Disarming torpedoes in the context of exclusive jurisdiction clauses
The Recast Brussels Regulation makes significant amendments to various provisions of the Brussels Regulation in order to rectify some of its shortcomings. Amongst these is the ineffectiveness of exclusive jurisdiction clauses in disarming torpedo actions, as illustrated by the Gasser v MISAT case.
The Recast Brussels Regulation bolsters the effectiveness of choice-of-court clauses in two ways. Firstly, the lis pendens rule is now explicitly “without prejudice” to agreements conferring exclusive jurisdiction to a court of a given Member State. Secondly, whereas the previous Regulation only recognized choice-of-court clauses in agreements where at least one party was domiciled in a Member State, they are now recognized even if none of the parties are from the EU.
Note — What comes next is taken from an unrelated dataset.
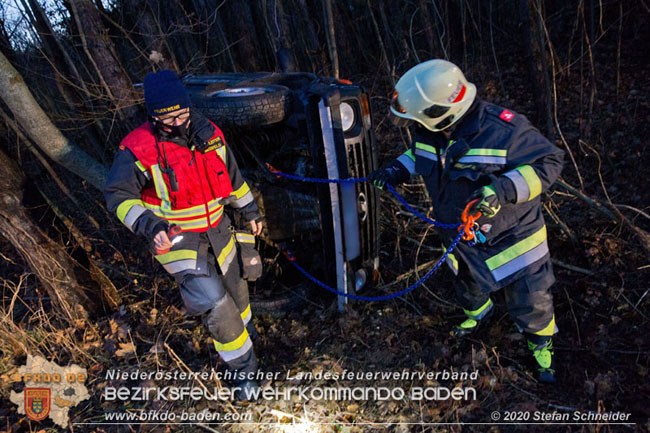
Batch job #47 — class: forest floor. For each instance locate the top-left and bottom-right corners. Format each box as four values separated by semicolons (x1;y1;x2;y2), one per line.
0;52;650;432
There is no doubt that the Recast Brussels Regulation brings many improvements with regards to exclusive jurisdiction clauses and countering torpedo actions. Unlike the Windmoeller case where the Italian Supreme Court tried to counter torpedo actions at the national level, the Recast Brussels Regulation tries to disarm the torpedo at the supranational (EU) level. While the new Regulation strengthens the enforceability and effectiveness of choice-of-court clauses, time will tell whether the torpedo has been completely disarmed.
 The term “Italian torpedo” was coined by Mario Franzosi. For more detailed discussion, see Franzosi, “Worldwide Patent Litigation and the Italian Torpedo”,  19 European Intellectual Property Review 382.